Export-bound engineering machinery at Lianyungang port, Jiangsu province. China’s economy is expected to benefit from growing external demand and lower oil prices.[Photo/for China Daily]
Report: Fiscal position adequate to deploy stimulus against slowdown
China has adequate policy buffers to arrest steep falls in economic growth and to maintain domestic demand this year, amid bleak prospects for the global economy, said a report published by the World Bank on Jan 14.
The bank’s biannual Global Economic Prospects report estimates China’s GDP growth to slow to 7.1 percent this year from 7.4 percent in 2014, with the downtrend set to continue till 2017 with 6.9 percent growth.
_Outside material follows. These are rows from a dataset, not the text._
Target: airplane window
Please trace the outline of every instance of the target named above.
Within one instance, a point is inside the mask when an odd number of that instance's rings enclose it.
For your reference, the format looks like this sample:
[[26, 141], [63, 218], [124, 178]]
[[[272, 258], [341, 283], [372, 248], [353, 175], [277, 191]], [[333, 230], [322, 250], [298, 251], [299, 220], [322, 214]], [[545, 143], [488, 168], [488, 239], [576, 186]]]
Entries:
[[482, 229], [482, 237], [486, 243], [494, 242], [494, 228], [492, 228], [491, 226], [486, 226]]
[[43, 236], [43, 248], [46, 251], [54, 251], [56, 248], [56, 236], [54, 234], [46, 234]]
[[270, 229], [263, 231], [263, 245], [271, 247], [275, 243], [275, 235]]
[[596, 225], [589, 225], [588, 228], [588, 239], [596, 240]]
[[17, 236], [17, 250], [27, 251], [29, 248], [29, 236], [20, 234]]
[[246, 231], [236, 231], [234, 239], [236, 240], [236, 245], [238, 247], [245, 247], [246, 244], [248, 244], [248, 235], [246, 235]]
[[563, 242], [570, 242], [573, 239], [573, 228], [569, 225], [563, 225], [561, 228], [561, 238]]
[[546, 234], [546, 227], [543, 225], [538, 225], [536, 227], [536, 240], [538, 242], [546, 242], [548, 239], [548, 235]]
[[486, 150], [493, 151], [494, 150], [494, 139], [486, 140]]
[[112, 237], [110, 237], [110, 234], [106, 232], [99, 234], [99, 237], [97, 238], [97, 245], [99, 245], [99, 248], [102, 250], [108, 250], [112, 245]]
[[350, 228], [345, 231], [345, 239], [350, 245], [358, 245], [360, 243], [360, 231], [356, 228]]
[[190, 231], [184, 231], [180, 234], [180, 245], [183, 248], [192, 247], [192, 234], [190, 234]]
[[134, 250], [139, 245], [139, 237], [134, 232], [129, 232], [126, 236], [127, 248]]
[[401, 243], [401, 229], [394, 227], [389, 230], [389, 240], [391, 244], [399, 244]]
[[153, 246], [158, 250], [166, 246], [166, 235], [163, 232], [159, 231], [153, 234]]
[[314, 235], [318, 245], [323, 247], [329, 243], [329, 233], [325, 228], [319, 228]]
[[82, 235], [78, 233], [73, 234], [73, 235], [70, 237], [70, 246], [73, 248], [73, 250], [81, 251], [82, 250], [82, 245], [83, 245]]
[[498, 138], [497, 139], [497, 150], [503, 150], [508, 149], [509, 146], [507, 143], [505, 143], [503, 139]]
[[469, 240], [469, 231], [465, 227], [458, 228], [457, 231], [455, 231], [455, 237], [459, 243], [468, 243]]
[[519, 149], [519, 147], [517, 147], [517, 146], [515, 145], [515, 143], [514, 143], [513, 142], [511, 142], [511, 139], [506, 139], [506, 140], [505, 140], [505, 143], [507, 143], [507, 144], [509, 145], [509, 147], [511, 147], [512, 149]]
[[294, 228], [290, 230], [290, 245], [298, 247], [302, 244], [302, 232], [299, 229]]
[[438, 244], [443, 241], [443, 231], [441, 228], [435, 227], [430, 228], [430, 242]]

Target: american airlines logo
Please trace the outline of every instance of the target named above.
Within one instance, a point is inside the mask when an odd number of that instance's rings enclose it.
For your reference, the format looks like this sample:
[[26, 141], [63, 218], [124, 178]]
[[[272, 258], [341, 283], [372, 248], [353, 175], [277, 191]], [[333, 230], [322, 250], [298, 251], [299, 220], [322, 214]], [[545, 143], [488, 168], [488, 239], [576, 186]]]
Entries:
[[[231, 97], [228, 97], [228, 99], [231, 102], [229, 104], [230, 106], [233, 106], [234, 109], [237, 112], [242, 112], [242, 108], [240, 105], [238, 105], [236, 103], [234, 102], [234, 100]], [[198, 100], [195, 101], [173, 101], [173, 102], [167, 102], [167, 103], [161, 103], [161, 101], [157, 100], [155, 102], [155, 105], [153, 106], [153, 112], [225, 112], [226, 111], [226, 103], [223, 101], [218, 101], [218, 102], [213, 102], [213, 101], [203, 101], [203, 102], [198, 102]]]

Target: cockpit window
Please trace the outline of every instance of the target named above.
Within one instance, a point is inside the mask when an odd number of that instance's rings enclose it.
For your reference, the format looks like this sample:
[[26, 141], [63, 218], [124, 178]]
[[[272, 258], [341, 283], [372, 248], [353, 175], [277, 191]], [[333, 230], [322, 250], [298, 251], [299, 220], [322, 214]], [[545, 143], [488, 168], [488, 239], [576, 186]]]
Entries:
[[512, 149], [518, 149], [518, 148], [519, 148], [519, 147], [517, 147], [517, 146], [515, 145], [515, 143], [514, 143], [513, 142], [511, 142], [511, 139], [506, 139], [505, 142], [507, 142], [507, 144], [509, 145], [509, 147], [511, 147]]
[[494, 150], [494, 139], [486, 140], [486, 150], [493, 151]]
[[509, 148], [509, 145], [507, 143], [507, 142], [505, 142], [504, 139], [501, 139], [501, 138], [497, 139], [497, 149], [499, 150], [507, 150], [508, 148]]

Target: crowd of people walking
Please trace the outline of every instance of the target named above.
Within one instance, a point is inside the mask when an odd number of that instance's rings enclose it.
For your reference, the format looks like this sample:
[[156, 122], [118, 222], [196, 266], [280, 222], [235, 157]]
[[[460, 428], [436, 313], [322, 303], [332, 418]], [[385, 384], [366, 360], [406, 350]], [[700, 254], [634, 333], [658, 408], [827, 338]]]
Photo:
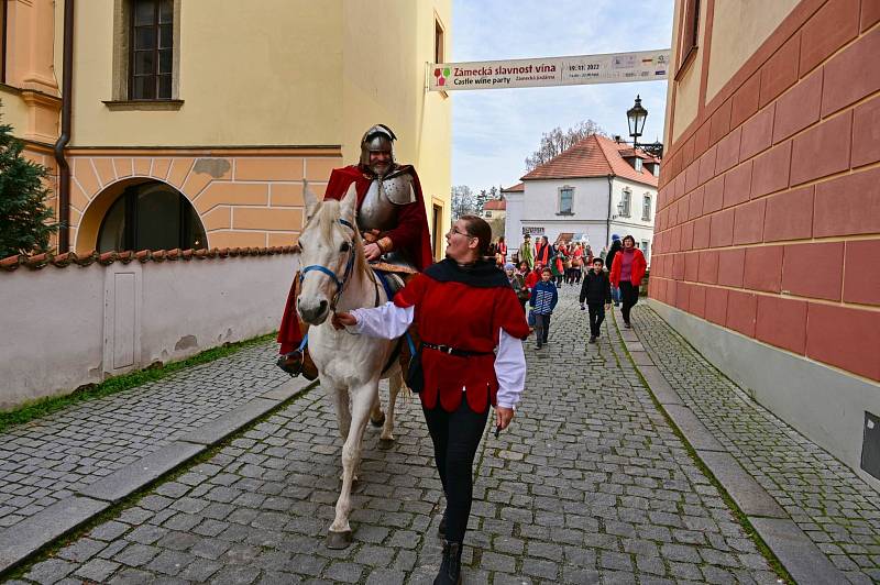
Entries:
[[605, 311], [612, 303], [620, 307], [624, 327], [631, 327], [630, 311], [638, 302], [647, 272], [645, 255], [631, 235], [622, 239], [613, 234], [610, 247], [603, 247], [597, 255], [590, 244], [551, 244], [546, 235], [532, 244], [529, 234], [525, 234], [515, 253], [517, 264], [507, 262], [503, 236], [492, 252], [496, 263], [504, 266], [522, 311], [528, 313], [529, 327], [536, 332], [536, 349], [549, 342], [550, 317], [559, 302], [558, 289], [563, 286], [581, 287], [581, 310], [590, 312], [590, 343], [598, 339]]

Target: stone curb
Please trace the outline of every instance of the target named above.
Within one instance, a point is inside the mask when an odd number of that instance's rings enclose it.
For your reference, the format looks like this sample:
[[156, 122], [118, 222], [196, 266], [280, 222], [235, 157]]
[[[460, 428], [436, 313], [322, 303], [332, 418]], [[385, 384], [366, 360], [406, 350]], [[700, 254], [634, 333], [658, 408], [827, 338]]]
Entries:
[[618, 319], [615, 314], [614, 327], [660, 407], [791, 576], [799, 584], [847, 583], [846, 576], [791, 520], [779, 503], [724, 449], [693, 410], [684, 406], [682, 397], [645, 351], [635, 330], [622, 330]]
[[0, 575], [316, 384], [293, 378], [158, 451], [84, 486], [73, 497], [0, 531]]

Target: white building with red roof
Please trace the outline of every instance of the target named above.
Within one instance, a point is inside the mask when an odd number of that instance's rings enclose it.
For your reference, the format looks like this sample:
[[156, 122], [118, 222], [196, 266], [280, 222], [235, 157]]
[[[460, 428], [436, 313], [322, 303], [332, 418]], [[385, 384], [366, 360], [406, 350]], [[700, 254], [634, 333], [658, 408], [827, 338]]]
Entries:
[[504, 199], [504, 192], [502, 191], [501, 199], [490, 199], [483, 203], [482, 214], [484, 219], [504, 219], [507, 212], [507, 201]]
[[539, 235], [550, 242], [588, 241], [597, 254], [613, 234], [631, 234], [650, 258], [659, 175], [659, 158], [598, 134], [587, 136], [502, 191], [507, 245], [516, 250], [530, 233], [532, 242]]

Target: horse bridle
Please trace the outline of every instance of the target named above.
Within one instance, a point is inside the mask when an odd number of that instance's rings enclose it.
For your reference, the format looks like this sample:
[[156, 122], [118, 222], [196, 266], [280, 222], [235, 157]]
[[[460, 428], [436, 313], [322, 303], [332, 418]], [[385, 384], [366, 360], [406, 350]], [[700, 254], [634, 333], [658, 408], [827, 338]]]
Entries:
[[[354, 228], [354, 225], [351, 224], [350, 221], [346, 221], [346, 220], [340, 218], [339, 222], [342, 225], [349, 228], [352, 232], [356, 233], [358, 230]], [[351, 251], [350, 251], [351, 253], [349, 254], [349, 261], [345, 263], [345, 273], [342, 275], [341, 279], [337, 276], [337, 273], [334, 273], [333, 271], [331, 271], [327, 266], [321, 266], [320, 264], [311, 264], [309, 266], [306, 266], [299, 273], [299, 285], [300, 286], [302, 286], [302, 279], [306, 277], [306, 274], [310, 273], [312, 271], [318, 271], [319, 273], [323, 273], [327, 276], [329, 276], [330, 278], [332, 278], [333, 284], [337, 285], [337, 292], [336, 292], [336, 295], [333, 295], [333, 298], [330, 301], [330, 310], [331, 311], [336, 311], [337, 310], [337, 303], [339, 302], [339, 297], [342, 296], [342, 291], [345, 290], [345, 285], [349, 283], [349, 277], [351, 276], [351, 271], [354, 267], [354, 256], [356, 255], [356, 252], [354, 250], [354, 242], [353, 241], [349, 242], [349, 246], [351, 247]]]

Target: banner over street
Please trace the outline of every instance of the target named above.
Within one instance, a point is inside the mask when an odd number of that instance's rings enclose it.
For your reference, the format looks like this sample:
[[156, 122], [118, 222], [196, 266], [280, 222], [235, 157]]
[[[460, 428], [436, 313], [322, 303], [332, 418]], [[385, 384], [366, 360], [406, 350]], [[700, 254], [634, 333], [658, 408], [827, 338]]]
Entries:
[[428, 65], [429, 89], [453, 91], [657, 81], [667, 78], [669, 57], [670, 49], [662, 48], [572, 57], [435, 63]]

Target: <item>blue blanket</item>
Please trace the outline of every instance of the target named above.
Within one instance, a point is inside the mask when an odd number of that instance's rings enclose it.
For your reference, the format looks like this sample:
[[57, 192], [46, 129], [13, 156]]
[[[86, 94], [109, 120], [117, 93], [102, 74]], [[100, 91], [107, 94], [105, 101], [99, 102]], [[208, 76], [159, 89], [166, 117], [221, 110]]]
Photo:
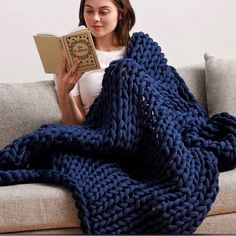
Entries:
[[235, 167], [236, 118], [208, 118], [159, 45], [133, 34], [82, 125], [44, 125], [0, 151], [0, 185], [69, 189], [85, 233], [190, 234]]

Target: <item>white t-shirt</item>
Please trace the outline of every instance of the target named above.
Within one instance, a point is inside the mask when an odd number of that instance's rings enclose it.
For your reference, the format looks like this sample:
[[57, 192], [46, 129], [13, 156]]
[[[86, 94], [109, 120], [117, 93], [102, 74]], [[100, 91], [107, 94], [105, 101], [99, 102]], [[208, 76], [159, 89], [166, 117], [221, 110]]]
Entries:
[[125, 48], [112, 52], [96, 50], [96, 53], [101, 69], [85, 72], [71, 91], [72, 96], [80, 95], [86, 114], [88, 113], [95, 98], [101, 92], [102, 79], [105, 69], [112, 61], [123, 58]]

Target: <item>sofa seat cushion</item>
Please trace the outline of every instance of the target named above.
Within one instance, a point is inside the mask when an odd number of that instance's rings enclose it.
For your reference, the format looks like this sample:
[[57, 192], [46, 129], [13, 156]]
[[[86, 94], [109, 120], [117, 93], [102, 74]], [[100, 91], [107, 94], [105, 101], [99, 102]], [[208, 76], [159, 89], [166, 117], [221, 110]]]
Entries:
[[54, 82], [0, 83], [0, 149], [42, 124], [59, 123]]
[[208, 215], [236, 212], [236, 169], [220, 173], [219, 193]]
[[0, 187], [0, 233], [79, 227], [70, 192], [47, 184]]
[[[236, 170], [220, 173], [220, 191], [209, 215], [236, 212]], [[79, 227], [69, 191], [47, 184], [0, 187], [0, 232]]]

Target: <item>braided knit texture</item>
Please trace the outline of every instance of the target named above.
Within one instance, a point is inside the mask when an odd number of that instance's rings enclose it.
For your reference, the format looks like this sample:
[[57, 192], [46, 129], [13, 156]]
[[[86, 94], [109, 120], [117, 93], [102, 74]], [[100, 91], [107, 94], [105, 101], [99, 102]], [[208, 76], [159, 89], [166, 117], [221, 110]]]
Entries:
[[208, 118], [160, 46], [142, 32], [106, 69], [82, 125], [44, 125], [0, 151], [0, 185], [72, 192], [89, 234], [191, 234], [235, 167], [236, 118]]

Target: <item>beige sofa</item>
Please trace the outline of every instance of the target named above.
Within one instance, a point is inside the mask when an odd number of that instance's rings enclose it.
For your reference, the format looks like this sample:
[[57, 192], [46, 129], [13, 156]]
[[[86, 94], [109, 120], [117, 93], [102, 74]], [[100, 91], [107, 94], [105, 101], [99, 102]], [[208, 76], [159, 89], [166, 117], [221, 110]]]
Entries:
[[[224, 76], [224, 83], [227, 83], [223, 72], [217, 71], [220, 68], [217, 63], [220, 61], [209, 56], [205, 59], [206, 64], [186, 66], [178, 71], [210, 115], [221, 109], [235, 112], [234, 104], [229, 105], [227, 99], [228, 103], [221, 101], [226, 95], [234, 99], [236, 90], [233, 94], [230, 94], [231, 88], [226, 94], [219, 91], [222, 85], [218, 77]], [[233, 78], [236, 84], [236, 71], [230, 71], [230, 63], [231, 61], [226, 63], [223, 60], [221, 70], [230, 72], [232, 76], [229, 79]], [[232, 86], [231, 83], [228, 84]], [[60, 122], [53, 81], [0, 84], [0, 117], [0, 148], [13, 138], [31, 132], [42, 124]], [[220, 191], [217, 199], [196, 233], [236, 234], [235, 186], [236, 170], [220, 174]], [[33, 183], [0, 187], [0, 209], [1, 233], [82, 233], [71, 193], [59, 186]]]

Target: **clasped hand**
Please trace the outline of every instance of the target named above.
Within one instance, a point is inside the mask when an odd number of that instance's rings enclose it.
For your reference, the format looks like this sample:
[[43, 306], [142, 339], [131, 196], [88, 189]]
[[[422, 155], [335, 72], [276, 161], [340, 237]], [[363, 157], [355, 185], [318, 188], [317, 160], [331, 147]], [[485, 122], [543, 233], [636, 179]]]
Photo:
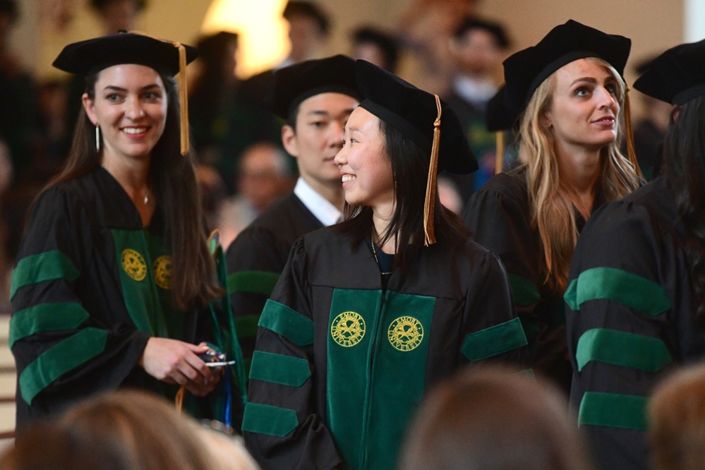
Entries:
[[183, 385], [194, 395], [204, 397], [220, 381], [219, 370], [211, 370], [197, 356], [208, 349], [205, 343], [196, 346], [178, 339], [151, 337], [138, 363], [156, 379]]

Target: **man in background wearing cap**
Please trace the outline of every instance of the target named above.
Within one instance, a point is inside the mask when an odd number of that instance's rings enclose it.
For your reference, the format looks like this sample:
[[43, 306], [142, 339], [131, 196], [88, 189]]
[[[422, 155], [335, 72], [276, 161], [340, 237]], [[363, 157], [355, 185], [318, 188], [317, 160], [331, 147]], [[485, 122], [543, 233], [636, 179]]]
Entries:
[[265, 211], [227, 251], [228, 290], [246, 361], [294, 242], [342, 219], [344, 196], [333, 158], [358, 97], [354, 61], [344, 56], [275, 72], [274, 112], [287, 121], [282, 142], [301, 176], [294, 193]]

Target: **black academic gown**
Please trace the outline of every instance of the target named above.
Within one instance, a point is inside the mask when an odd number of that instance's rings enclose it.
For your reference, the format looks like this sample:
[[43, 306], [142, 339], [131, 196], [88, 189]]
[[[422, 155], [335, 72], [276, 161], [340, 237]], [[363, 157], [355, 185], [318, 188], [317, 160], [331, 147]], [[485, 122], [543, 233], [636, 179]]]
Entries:
[[318, 230], [294, 245], [259, 322], [243, 421], [265, 470], [391, 470], [424, 394], [470, 362], [524, 366], [497, 257], [423, 248], [382, 289], [368, 245]]
[[[593, 210], [605, 201], [598, 188]], [[526, 174], [519, 169], [495, 175], [476, 192], [463, 213], [473, 239], [496, 253], [509, 275], [517, 311], [529, 339], [531, 366], [567, 394], [571, 368], [565, 340], [562, 292], [545, 282], [543, 248], [531, 223]], [[579, 231], [585, 224], [575, 211]]]
[[571, 405], [604, 470], [649, 468], [646, 406], [705, 357], [673, 195], [661, 177], [590, 217], [565, 293]]
[[255, 349], [260, 314], [291, 246], [301, 236], [323, 227], [292, 193], [272, 204], [228, 248], [228, 290], [248, 366]]
[[11, 287], [18, 427], [121, 387], [173, 397], [137, 364], [149, 338], [217, 342], [215, 312], [175, 308], [164, 235], [102, 167], [40, 197]]

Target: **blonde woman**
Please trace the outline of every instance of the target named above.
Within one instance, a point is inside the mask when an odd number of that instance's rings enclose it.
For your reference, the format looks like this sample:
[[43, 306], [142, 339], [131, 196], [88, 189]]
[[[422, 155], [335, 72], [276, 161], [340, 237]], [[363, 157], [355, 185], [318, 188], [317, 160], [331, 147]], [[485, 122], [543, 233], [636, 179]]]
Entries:
[[570, 20], [505, 61], [505, 104], [519, 116], [519, 159], [471, 198], [474, 239], [499, 255], [534, 370], [566, 392], [571, 368], [562, 299], [578, 234], [603, 203], [639, 184], [619, 150], [631, 47]]

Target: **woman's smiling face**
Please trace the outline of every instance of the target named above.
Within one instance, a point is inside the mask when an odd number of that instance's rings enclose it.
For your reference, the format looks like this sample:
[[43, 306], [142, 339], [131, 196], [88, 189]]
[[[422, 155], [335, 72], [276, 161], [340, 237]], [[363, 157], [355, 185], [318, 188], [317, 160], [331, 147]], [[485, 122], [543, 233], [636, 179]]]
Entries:
[[344, 138], [335, 163], [340, 169], [345, 200], [373, 209], [393, 204], [392, 163], [385, 150], [379, 119], [364, 108], [356, 108], [345, 125]]
[[103, 158], [144, 157], [162, 137], [167, 122], [167, 90], [155, 69], [128, 64], [100, 71], [95, 100], [83, 106], [102, 135]]

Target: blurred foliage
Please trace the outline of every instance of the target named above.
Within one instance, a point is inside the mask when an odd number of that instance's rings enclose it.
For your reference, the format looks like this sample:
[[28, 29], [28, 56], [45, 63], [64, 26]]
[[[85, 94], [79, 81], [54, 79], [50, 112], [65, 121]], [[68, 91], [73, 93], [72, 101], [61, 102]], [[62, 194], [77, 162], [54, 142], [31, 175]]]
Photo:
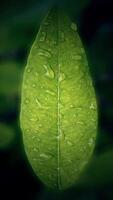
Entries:
[[[78, 25], [99, 108], [94, 156], [78, 184], [57, 194], [47, 190], [33, 174], [19, 128], [21, 82], [27, 56], [43, 16], [56, 2]], [[0, 199], [113, 199], [112, 4], [111, 0], [0, 2]]]
[[14, 141], [14, 130], [7, 125], [0, 124], [0, 150], [10, 148]]

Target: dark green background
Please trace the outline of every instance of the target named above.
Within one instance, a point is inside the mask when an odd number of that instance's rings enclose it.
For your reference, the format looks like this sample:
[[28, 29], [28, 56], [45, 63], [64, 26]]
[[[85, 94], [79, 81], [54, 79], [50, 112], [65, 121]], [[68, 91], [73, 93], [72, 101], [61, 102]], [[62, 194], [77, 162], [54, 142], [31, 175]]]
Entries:
[[[48, 190], [27, 161], [19, 126], [22, 75], [47, 10], [55, 3], [76, 22], [89, 60], [99, 107], [97, 143], [79, 183]], [[113, 199], [112, 0], [0, 1], [0, 200]]]

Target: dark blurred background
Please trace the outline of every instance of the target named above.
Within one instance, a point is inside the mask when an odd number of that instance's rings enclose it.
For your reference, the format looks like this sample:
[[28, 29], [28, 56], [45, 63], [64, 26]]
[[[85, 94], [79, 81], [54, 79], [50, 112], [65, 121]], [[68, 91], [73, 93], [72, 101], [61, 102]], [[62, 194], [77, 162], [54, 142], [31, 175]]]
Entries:
[[[19, 126], [22, 75], [41, 20], [55, 4], [76, 22], [99, 107], [97, 143], [79, 183], [48, 190], [27, 161]], [[113, 200], [113, 1], [0, 1], [0, 200]]]

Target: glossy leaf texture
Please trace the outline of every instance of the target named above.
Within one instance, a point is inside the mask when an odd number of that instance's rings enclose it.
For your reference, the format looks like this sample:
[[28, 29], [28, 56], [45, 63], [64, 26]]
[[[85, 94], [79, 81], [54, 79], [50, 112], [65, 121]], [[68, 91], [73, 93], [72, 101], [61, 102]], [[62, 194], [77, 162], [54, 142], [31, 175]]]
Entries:
[[79, 179], [95, 146], [97, 118], [77, 27], [52, 9], [30, 51], [20, 116], [28, 160], [48, 187], [66, 189]]

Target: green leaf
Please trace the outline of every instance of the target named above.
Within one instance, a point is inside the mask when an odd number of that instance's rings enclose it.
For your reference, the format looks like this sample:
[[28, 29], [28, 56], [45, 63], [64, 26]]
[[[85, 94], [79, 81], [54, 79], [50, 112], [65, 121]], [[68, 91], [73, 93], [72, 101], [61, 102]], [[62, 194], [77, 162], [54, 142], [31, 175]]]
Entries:
[[9, 149], [15, 139], [14, 130], [0, 123], [0, 151]]
[[53, 9], [43, 21], [24, 72], [21, 128], [35, 174], [66, 189], [87, 165], [97, 134], [97, 104], [77, 27]]
[[19, 94], [22, 70], [17, 62], [0, 63], [0, 95]]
“China is undergoing a carefully managed slowdown,” the report said.
The multilateral organization believes that China’s public debt, which is less than 60 percent of the GDP, can provide fiscal space to employ stimulus against the slowdown. “It also provides some room to bail out banks if nonperforming loans were to rise sharply.”
Fiscal space refers to the flexibility of a government in its spending choices, and, more generally, to the financial well-being of a government.
The World Bank said there is very little probability of a sharp decline in China’s growth. If such an event were to happen, it would trigger a disorderly unwinding of financial vulnerabilities and have considerable implications for the global economy, it said.
China’s growth is still impressive, and will account for more than one-third of the global growth in 2015, said Bert Hofman, country director for the World Bank in China.
“Despite the lackluster recovery in high-income countries, China’s economy will still benefit from growing external demand and lower oil prices.”
The National Bureau of Statistics is expected to release the full-year GDP for 2014 on Jan 20, with most economists anticipating the full-year number to be around 7.3 to 7.4 percent, the first time that China’s growth rate would miss the official target, which was 7.5 percent.
The current stable job market and structural rebalancing pressure will push policymakers to tolerate the “new normal” growth rates of around 7 percent, the World Bank said.
“The ‘new normal’ growth rates reflect the government’s desire to pursue structural reforms that would allow the country to maintain a fast-paced but more sustainable and equitable long-term growth”, said Hofman.
Louis Kuijs, chief economist in China with the Royal Bank of Scotland, expects that China will unveil more measures to support growth this year as the leadership believes in the need for sufficient growth.
“China does not have a lot of space on the monetary side due to the rapid increase in leverage over the last six years,” he said. “However, it would be better if the stimulus comes from pure fiscal policy measures, with government spending financed by bond issuance, especially central government bonds, as that is an underutilized lever.”
He said that the central government should increase fiscal spending especially in areas like health, education and social security.
The World Bank report has forecast global growth to rise moderately to 3 percent in 2015 and average about 3.3 percent through 2017, influenced by soft commodity prices, persistently low interest rates, increasingly divergent monetary policies across major economies and weak world trade.
Developing countries may see a moderate acceleration of growth to 4.8 percent in 2015 and 5.4 percent by 2017.